Miałam na nią nakrzyczeć, ale gdy zobaczyła w jakim jest stanie, postanowiłam
najpierw ją pocieszyć. Zwłaszcza, że domyślałam się, kto to.
- Fran! To ty?! – zapytała z niedowierzaniem.
- Oczywiście, że to ja. – uśmiechnęłam się. – Tak bardzo się
za tobą stęskniłam. – teraz już byłam pewna, że
rozmawiam z Violettą.
- Ja też bardzo tęskniłam. Myślałam, że o mnie nie
pamiętacie. Od jakiegoś czasu zupełnie nikt się nie odzywał. Wczoraj, jak
wróciłam, też nikt się nie pojawił na lotnisku.
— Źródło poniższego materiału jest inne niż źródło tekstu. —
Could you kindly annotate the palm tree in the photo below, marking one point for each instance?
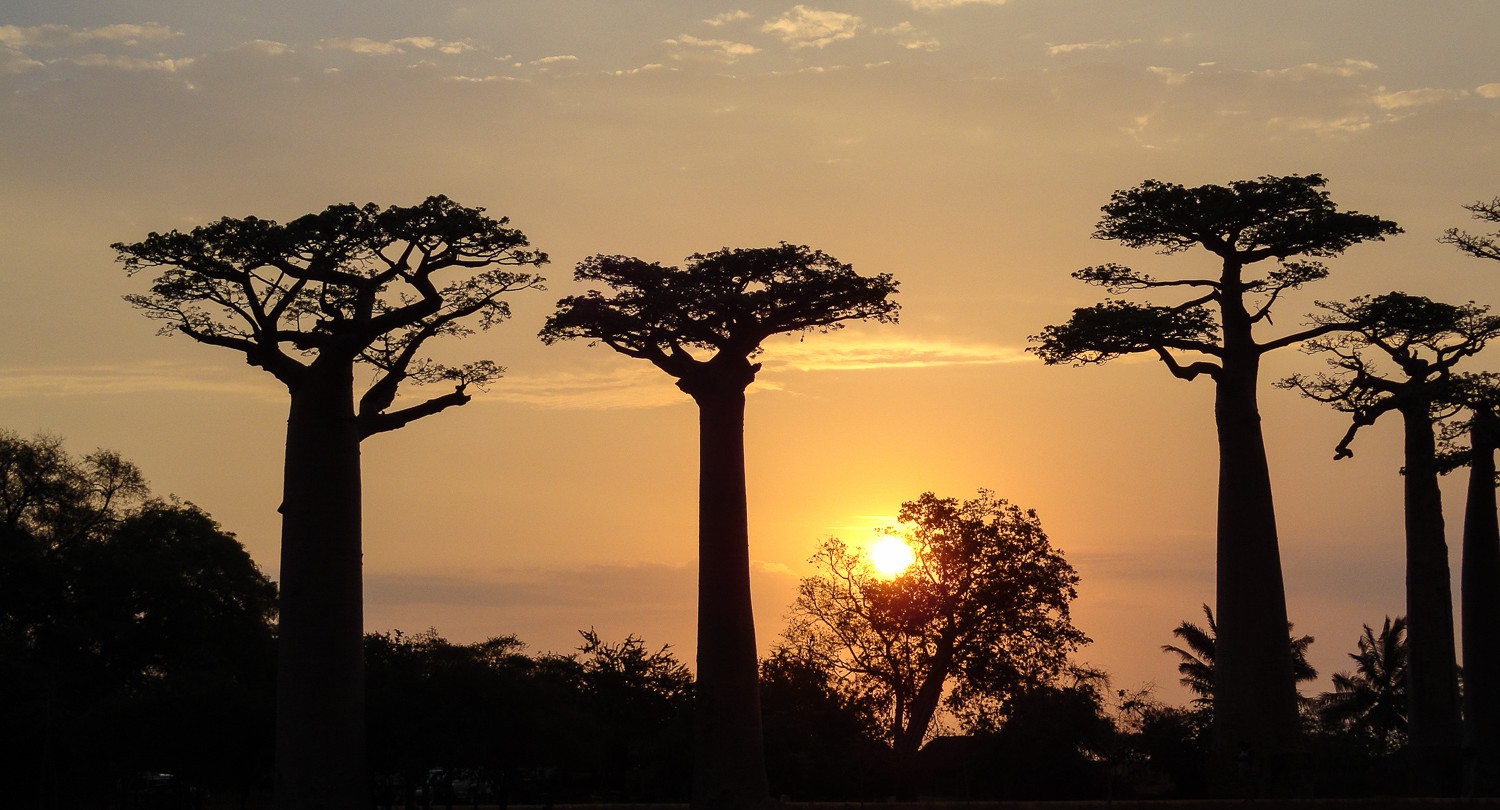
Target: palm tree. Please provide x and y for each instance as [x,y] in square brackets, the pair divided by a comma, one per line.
[1199,653]
[1373,699]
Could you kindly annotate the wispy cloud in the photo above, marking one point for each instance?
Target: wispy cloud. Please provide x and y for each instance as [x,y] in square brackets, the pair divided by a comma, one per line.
[726,18]
[51,36]
[1416,98]
[804,27]
[713,50]
[885,353]
[938,5]
[390,47]
[111,381]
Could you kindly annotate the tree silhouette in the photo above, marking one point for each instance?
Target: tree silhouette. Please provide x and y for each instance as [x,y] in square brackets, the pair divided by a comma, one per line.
[1211,333]
[1371,701]
[131,629]
[1199,653]
[1424,339]
[309,302]
[980,617]
[1481,566]
[723,303]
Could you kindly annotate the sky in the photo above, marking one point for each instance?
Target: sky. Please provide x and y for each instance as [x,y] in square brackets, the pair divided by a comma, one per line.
[962,146]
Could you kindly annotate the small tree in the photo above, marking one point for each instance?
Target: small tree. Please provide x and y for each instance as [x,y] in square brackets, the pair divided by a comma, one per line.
[309,302]
[1199,651]
[981,615]
[1424,339]
[1212,333]
[722,305]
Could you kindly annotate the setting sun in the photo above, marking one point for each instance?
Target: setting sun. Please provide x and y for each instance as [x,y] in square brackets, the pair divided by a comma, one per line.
[891,555]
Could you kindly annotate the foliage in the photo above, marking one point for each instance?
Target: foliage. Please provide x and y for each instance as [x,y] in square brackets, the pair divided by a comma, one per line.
[353,284]
[981,615]
[1424,339]
[131,629]
[728,302]
[1242,222]
[1197,656]
[1371,701]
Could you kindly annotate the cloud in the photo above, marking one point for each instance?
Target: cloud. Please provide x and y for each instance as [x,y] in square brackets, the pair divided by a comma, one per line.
[939,5]
[804,27]
[51,36]
[711,50]
[1416,98]
[114,381]
[1095,45]
[1347,68]
[371,47]
[728,17]
[884,353]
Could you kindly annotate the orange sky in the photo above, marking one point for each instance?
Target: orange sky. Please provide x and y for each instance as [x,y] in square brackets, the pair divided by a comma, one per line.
[962,146]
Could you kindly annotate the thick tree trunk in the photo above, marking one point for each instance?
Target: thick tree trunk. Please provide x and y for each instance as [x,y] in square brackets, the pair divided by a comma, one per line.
[1254,743]
[1481,614]
[320,683]
[1433,704]
[729,753]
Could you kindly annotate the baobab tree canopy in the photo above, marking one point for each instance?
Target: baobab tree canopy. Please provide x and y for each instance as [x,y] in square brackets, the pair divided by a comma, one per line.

Bardzo źle się z tym czułam… -
odpowiedziała jednym tchem.
- Violu, to nie tak. Byliśmy pewni, że ten Madryt zawrócił
ci w głowie i… - przełknęłam ślinę – że znalazłaś nowych przyjaciół. –
westchnęłam.
- Jak mogliście tak pomyśleć? Każdego dnia tęskniłam za wami
coraz bardziej i bardziej. A czas spędzałam na chodzeniu z tatą na konferencje
i spotkania… Poza tym, gdzie ja bym znalazła taką drugą przyjaciółkę jak ty? –
Viola uśmiechnęła się i mocno mnie przytuliła.
Nasze powitanie przerwał Tomas. Tomas?! Co on tutaj robił?
Tomas
Leon to idiota. Jak może być tak niedomyślny i głupi…
Stracił najlepsze, co go w życiu spotkało – Violettę. I tak podle ją zranił.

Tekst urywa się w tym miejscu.